Hyperion to a Satyr posts this week:
II.ii. The Players - Fodor (2007)

5 comments:

Chris79 said...

It's funny you talk about Wonder Woman, 'cause I was having a discussion with a friend about her few days ago. We agreed on the fact she was the only one completely useless in the Justice League. However, I did enjoy the TV show when I was a kid, but it was already a rerun at the time and it was in French. The thing is, now the only episode I can remember is the pilot. When she decides to contest against her mother's advice. The last scenes when she reveals who she is, the rope and the invisible plane... That's all the memories I have left of the show.
Also, you said you weren't fluent in English at the time it aired in Canada. New-Brunswick, I'm guessing French... Is the dubbing in Canada as dreadful as in France? Seriously, I've watched an episode of Doctor Who's 5th season yesterday and couldn't take it more than two minutes!

Siskoid said...

Which Justice League? If you mean the cartoon, I totally disagree. Superman was useless in that, Wonder Woman KICKED ASS! The only team she was on where she was useless was the original JSA back in the 1940s where she was only allowed to be secretary.
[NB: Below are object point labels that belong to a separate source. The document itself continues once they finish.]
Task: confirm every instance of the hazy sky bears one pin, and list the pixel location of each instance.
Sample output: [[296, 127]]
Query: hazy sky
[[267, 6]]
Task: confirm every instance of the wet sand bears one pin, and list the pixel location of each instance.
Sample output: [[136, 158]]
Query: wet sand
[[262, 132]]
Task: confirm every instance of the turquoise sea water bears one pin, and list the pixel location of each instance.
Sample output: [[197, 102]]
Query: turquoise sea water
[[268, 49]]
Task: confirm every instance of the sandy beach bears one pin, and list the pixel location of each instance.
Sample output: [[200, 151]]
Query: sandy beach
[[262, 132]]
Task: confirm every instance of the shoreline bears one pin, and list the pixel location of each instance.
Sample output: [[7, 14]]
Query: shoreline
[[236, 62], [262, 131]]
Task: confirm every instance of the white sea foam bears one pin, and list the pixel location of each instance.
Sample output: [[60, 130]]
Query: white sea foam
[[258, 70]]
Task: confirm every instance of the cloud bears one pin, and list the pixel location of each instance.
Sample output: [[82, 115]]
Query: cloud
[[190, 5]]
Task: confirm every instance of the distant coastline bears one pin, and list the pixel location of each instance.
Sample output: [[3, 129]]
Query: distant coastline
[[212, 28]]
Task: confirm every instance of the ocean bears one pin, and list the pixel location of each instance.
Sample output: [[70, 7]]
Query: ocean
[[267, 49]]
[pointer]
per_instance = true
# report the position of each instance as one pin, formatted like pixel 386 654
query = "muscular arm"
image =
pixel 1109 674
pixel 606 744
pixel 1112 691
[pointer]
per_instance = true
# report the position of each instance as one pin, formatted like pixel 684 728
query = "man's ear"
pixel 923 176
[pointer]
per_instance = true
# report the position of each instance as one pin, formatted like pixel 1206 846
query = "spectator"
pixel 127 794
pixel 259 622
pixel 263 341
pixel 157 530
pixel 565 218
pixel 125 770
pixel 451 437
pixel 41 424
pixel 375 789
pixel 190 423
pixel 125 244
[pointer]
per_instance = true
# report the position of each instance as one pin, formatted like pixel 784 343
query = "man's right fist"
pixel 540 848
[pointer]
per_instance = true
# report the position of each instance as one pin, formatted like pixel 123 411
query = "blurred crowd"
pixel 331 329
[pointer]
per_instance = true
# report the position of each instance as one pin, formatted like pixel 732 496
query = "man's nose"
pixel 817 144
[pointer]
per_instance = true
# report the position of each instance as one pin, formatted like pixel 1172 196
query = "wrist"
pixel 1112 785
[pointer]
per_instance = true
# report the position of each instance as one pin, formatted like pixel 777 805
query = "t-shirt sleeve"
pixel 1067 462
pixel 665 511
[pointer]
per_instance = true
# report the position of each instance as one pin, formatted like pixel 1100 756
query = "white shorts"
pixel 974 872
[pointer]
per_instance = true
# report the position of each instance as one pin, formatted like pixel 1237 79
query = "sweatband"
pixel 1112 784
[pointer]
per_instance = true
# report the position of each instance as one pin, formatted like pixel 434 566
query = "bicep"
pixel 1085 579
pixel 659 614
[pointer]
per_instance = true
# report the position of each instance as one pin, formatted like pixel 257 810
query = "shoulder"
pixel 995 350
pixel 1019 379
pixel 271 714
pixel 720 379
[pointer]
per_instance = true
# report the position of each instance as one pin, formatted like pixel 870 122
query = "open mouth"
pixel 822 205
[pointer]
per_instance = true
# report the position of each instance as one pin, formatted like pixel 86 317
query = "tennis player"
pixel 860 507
In 1976, I was 5 and living in Quebec. I have no recollection of the show later turning up in French dub. The translations we get here are in most cases the same as in France. There's just no understanding street slang. Eddie Murphy speaking in Parisian argot and all that. Only a few shows get Quebecker dubbing, usually meat and potato comedies like the Flintstones (funnier in Quebecois) and the Simpsons (so not).

Nizbel said...

I've wanted to read that Chabon book ever since I saw it at chapters. I'll get around it eventually.

Chris79 said...

I meant in general and I did say "completely". As far as I'm concerned, my faves are Batman, the Flash and Green Lantern. Wonder Woman is so not a woman you wonder about. But maybe I say that because I'm a woman. I've got to admit I was more compelled by Marvel's heroins (especially in the X-Men) than DC's female characters when I was a kid. Also I couldn't stand Hawkman, Hawkgirl and Aquaman. Well, de gustibus et coloribus non disputandum!
I remember that the TV show aired in the first half of the 80's in France. I was about the same age you were when it aired in Canada, so I'd say 1984 or 1985. The actress dubbing Lynda Carter's had a very irritating voice, if I recollect it right, but it wasn't the worst, trust me!
I love Eddie Murphy's voice in French (I even think I like it better in French than the original). The Simpsons are pretty well done too but I wonder what it sounds like in Québécois... It must be either appalling or hilarious.
I think the only show I've ever been watching in Québécois was "Catherine", it was great. I didn't understand half of it, but the other half was very funny! :-)

Siskoid said...

So you mean the JLA comic then. Yes, it's probable Wonder Woman was badly utilized in large chunks of that.